La vente du «Sniffy», cette poudre blanche énergisante à inhaler par le nez, indigne. Mais, d’autres produits équivoques sont commercialisés chez nos buralistes, et ne provoquent pas autant de commentaires. Après le tollé, l’industriel derrière «Sniffy» songe finalement à proposer une version à diluer dans un verre d’eau.
La vente en bureau de tabac de « Sniffy », poudre blanche « énergisante » à inhaler, véritable Canada Dry de la cocaïne, a suscité l’émoi de la presse et des autorités. Bien que composée de produits légaux (caféine, taurine, créatine, maltodextrine et d’autres substances en « ine »), c’est bien sûr son rituel de consommation qui alerte tout adulte responsable – l’aspiration nasale au moyen d’une paille aimablement fournie par Sniffy et tous ses amis – ça ne vous rappelle rien ? Lutter contre le tabagisme, mais consentir à cette initiation cocaïnomaniaque, à l’heure où la coke s’impose dans tous les milieux, est-ce tolérable ? À quand « Héroincola » avec un kit seringue et Coca Zéro ?
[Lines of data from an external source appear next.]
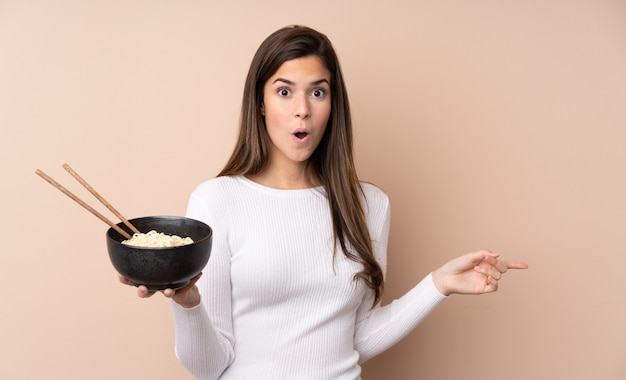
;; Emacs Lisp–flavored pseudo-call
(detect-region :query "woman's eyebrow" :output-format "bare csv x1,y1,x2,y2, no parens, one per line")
272,78,330,86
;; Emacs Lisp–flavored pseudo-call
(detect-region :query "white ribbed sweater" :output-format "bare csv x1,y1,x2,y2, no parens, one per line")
172,177,445,380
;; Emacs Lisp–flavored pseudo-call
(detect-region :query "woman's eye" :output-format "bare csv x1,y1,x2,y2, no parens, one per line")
311,88,326,98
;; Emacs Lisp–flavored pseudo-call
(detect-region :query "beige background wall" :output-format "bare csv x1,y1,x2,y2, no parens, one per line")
0,0,626,380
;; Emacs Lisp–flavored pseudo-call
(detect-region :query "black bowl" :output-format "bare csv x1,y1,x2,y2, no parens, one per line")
106,216,213,290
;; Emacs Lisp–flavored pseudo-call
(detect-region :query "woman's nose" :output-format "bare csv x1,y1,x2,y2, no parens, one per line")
294,95,311,119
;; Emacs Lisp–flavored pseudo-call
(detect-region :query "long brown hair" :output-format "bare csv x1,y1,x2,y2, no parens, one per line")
219,26,384,304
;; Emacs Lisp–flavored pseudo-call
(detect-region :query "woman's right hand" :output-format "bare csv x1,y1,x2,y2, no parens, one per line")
119,272,202,308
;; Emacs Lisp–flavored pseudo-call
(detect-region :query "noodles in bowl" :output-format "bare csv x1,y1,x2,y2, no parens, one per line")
122,230,193,248
106,216,213,290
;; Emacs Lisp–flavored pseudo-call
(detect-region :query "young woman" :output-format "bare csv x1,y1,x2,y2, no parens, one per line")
121,26,526,380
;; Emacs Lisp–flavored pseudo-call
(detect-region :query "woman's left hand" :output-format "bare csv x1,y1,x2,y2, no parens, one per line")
432,250,528,296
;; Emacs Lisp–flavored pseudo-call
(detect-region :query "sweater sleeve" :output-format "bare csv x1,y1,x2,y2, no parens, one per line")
354,186,447,363
172,190,235,380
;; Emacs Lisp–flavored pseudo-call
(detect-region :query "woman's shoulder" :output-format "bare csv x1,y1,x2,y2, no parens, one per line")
361,182,389,209
361,181,389,201
192,176,241,195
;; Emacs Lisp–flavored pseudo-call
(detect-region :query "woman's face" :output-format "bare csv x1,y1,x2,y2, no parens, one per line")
262,56,331,166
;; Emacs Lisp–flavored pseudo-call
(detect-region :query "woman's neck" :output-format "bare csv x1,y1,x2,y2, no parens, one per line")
246,165,321,190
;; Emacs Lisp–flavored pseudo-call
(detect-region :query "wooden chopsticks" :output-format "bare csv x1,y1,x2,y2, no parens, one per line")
35,164,139,239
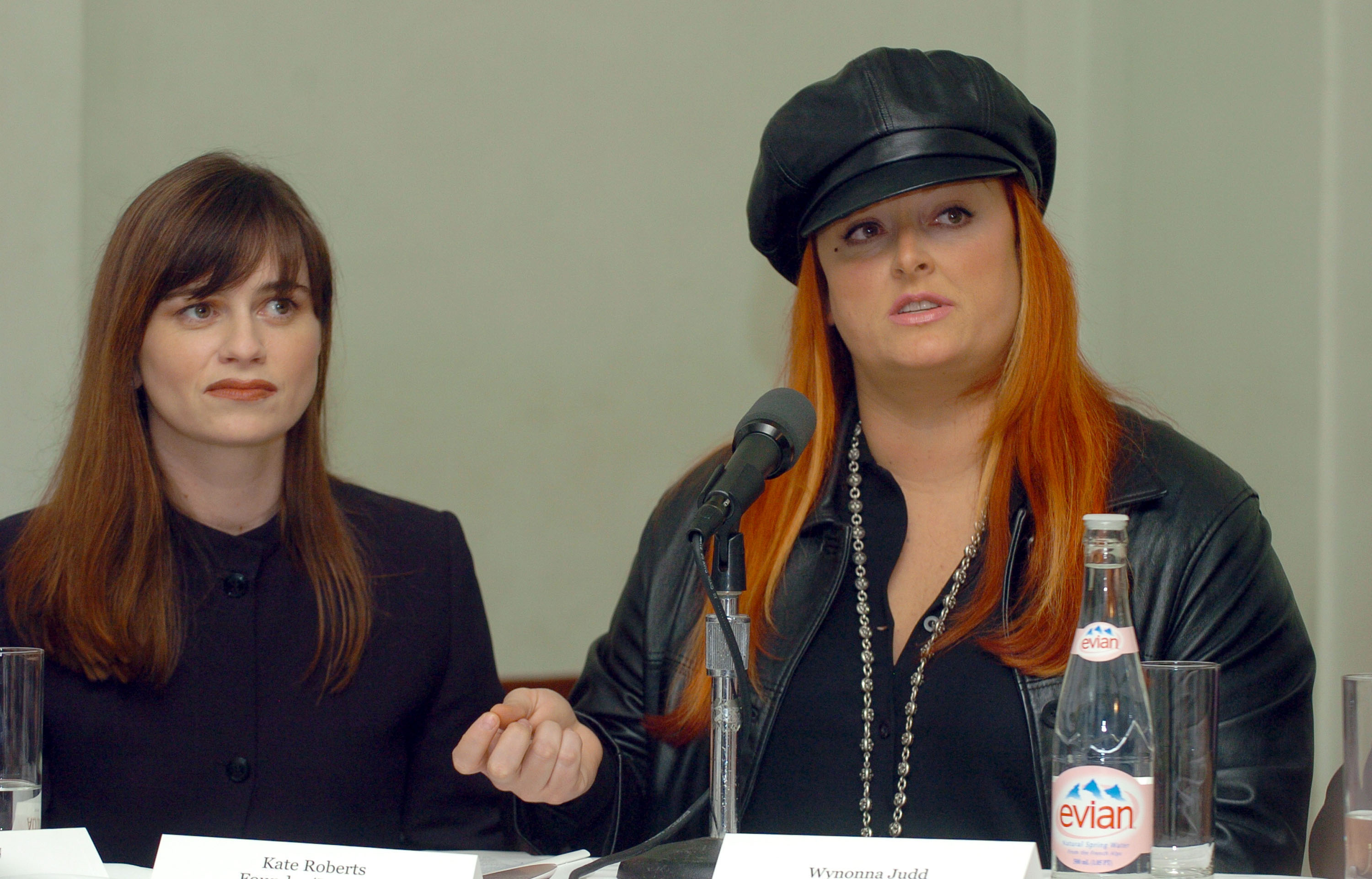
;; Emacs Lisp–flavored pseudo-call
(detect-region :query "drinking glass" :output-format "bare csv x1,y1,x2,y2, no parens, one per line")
0,647,43,831
1343,673,1372,878
1143,661,1220,879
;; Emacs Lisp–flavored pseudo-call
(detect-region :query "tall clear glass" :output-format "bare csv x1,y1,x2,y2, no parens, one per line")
0,647,43,831
1143,661,1220,879
1343,674,1372,879
1050,514,1154,876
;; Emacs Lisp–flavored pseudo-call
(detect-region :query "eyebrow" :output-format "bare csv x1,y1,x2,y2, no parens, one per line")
258,277,310,294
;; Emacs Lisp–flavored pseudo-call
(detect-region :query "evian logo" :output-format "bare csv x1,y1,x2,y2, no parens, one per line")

Ce n’est pourtant pas la cohérence qui étouffe l’administration française (étonnant, hein ?), car on trouve désormais chez nos buralistes des sachets d’herbe qui ressemblent comme deux gouttes d’eau à la « ganjah » des coffee-shops hollandais. Certes, le chanvre que recèlent ces paquets est dépourvu de THC, mais ne propose qu’aux fumeurs un ersatz riche uniquement de CBD. En termes de rituel de consommation, le cousinage avec le roulage de pétard n’en demeure pas moins évident. Alors, pourquoi pas Sniffy et sa paille ? Pour avoir une vision complète de la schizophrénie des autorités compétentes, on se souviendra de l’interdiction des… cigarettes en chocolat, dont le rituel (autant qu’il m’en souvienne) n’était guère comparable à celui de l’initiatique Gauloise sans filtre. À 10 ans, il ne me serait pas venu à l’esprit de mettre le feu au chocolat, ni de tenter de l’inhaler.
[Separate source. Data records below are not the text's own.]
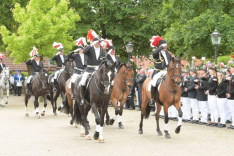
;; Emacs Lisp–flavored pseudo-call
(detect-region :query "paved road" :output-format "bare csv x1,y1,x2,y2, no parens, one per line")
0,96,234,156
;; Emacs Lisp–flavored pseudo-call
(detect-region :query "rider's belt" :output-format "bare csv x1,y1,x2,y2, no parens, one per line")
74,67,84,71
87,65,98,68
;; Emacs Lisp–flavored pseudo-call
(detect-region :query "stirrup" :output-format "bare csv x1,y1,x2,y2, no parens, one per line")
149,99,155,107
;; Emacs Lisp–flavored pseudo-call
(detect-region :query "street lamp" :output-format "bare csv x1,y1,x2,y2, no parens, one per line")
126,42,134,62
210,29,221,65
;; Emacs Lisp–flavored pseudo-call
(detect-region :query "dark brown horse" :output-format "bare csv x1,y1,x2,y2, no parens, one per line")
74,61,115,142
49,59,74,115
139,57,183,139
107,63,134,129
24,69,49,119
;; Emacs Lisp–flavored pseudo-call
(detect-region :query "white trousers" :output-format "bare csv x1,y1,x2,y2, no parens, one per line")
181,97,191,120
199,101,208,123
151,71,167,87
79,72,90,86
54,69,64,80
190,98,199,120
228,100,234,126
208,95,219,123
217,98,227,124
27,75,33,83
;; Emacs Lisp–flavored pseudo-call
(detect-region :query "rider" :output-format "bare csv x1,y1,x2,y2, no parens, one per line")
106,46,121,73
67,37,87,99
26,47,43,94
51,42,67,91
0,58,5,73
79,37,106,105
149,36,171,106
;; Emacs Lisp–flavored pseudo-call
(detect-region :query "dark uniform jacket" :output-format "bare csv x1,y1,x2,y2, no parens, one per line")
208,76,218,95
26,59,43,75
197,77,208,101
0,63,6,73
217,78,228,98
51,55,67,71
106,54,121,71
187,75,197,99
152,46,171,70
226,75,234,100
83,46,106,73
67,52,88,74
181,76,189,97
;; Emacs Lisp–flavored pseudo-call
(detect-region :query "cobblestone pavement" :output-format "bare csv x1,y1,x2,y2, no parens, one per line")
0,96,234,156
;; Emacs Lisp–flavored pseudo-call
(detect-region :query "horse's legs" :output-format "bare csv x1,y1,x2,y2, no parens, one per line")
41,94,47,116
110,99,119,125
163,105,171,139
175,101,183,134
34,96,40,119
24,94,31,117
155,104,162,136
118,102,124,129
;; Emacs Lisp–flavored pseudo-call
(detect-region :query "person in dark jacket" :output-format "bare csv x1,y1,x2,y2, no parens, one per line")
181,70,191,122
216,70,227,128
79,37,106,105
226,66,234,129
205,67,219,127
195,67,208,125
51,42,67,91
26,54,43,94
185,69,199,123
136,69,146,110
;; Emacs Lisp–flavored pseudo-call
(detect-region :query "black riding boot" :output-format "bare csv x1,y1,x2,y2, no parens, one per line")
71,82,75,100
80,85,85,105
149,86,156,106
26,83,30,94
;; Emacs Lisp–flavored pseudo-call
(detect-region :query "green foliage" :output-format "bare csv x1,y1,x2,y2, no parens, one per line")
1,0,80,63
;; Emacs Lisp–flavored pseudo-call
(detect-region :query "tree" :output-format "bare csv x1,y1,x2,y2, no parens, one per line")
1,0,80,63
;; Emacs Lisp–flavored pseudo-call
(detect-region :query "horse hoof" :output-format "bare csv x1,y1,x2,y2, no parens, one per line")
105,120,110,125
175,126,181,134
110,119,115,125
119,122,124,129
93,131,99,140
138,130,143,134
85,135,91,140
98,139,104,143
165,134,171,139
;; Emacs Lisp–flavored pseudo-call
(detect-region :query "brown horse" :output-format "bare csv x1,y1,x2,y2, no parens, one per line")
24,69,50,119
49,59,73,115
107,63,134,129
139,57,183,139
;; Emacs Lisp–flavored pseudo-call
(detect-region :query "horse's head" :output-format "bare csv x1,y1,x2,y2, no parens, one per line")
39,69,49,89
98,61,116,94
120,63,134,89
64,59,74,76
167,57,183,85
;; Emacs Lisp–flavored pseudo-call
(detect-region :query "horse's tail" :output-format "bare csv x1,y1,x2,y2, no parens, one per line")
74,100,82,124
62,95,69,114
145,104,151,119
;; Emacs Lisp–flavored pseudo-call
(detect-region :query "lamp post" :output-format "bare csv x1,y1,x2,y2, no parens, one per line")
210,29,221,65
126,42,134,62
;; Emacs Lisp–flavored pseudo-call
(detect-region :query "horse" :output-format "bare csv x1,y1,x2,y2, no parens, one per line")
139,57,183,139
24,69,50,119
106,63,134,129
49,59,74,115
0,67,10,107
74,60,115,142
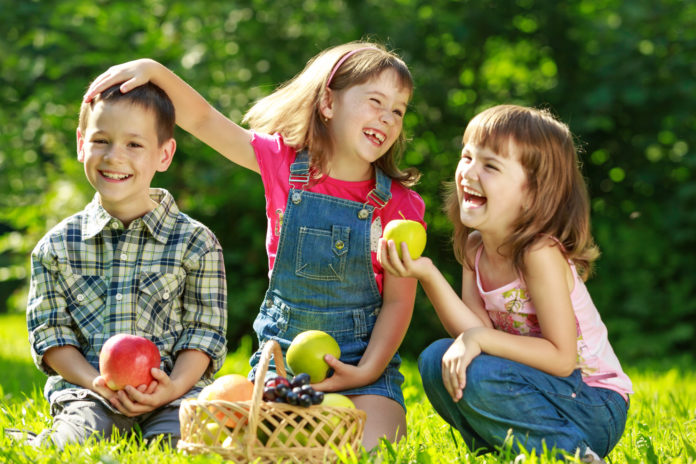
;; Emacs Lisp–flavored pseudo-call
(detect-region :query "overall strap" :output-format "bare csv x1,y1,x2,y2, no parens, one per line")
288,150,309,189
367,166,392,208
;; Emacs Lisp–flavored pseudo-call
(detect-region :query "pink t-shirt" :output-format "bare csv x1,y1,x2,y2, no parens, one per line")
475,246,633,398
251,132,425,293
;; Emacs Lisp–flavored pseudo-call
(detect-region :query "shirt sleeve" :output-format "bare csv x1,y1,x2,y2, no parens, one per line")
27,237,80,375
173,228,227,378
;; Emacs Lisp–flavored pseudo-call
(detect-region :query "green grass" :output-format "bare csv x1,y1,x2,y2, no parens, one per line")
0,315,696,464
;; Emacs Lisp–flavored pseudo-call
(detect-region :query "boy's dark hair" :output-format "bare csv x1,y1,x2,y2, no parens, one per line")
79,82,176,145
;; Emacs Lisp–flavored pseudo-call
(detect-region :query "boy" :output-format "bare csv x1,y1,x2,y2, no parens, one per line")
21,84,227,448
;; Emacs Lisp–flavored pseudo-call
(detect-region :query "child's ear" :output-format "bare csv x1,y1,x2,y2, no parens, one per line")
75,127,85,163
319,89,333,121
157,138,176,172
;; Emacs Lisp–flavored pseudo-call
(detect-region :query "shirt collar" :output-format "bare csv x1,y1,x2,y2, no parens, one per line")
82,188,179,243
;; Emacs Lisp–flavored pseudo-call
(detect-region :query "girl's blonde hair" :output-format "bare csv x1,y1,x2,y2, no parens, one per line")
444,105,599,280
242,41,419,187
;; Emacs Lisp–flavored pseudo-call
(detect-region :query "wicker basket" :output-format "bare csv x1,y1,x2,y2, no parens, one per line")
178,340,366,463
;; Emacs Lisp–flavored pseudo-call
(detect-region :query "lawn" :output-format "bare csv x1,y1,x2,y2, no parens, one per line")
0,315,696,464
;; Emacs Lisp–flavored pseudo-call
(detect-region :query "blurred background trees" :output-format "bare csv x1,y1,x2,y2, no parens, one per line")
0,0,696,362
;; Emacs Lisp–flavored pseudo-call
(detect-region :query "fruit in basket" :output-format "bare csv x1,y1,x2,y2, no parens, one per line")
99,334,160,390
286,330,341,383
201,421,227,446
263,373,324,407
382,215,427,259
198,374,254,427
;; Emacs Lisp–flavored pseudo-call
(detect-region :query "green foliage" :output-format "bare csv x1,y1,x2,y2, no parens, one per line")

Derrière tous ces risibles errements se cache une question essentielle : la survie des bars-tabac-presse-PMU-Loto qui maillent – de moins en moins – le territoire. Tout ce qu’ils vendent se révèle mauvais pour la santé ou en voie de disparition. Jeux de hasard addictifs, alcool nocif, tabac prohibé jusque dans leur établissement, presse en chute libre. Sauver ces lieux populaires relève bien de l’intérêt général. Quitte à les transformer en dealers en chocolat, voire en banquier pour orphelins de la Poste ou interdits bancaires (« René, un demi et un RIB sans faux col »). Aux dernières nouvelles, les concepteurs de Sniffy feraient machine arrière pour éviter l’interdiction. La poudre ne serait plus à inhaler, mais à diluer dans un verre d’eau. Un peu comme le Ricard en somme. Alors, ça va.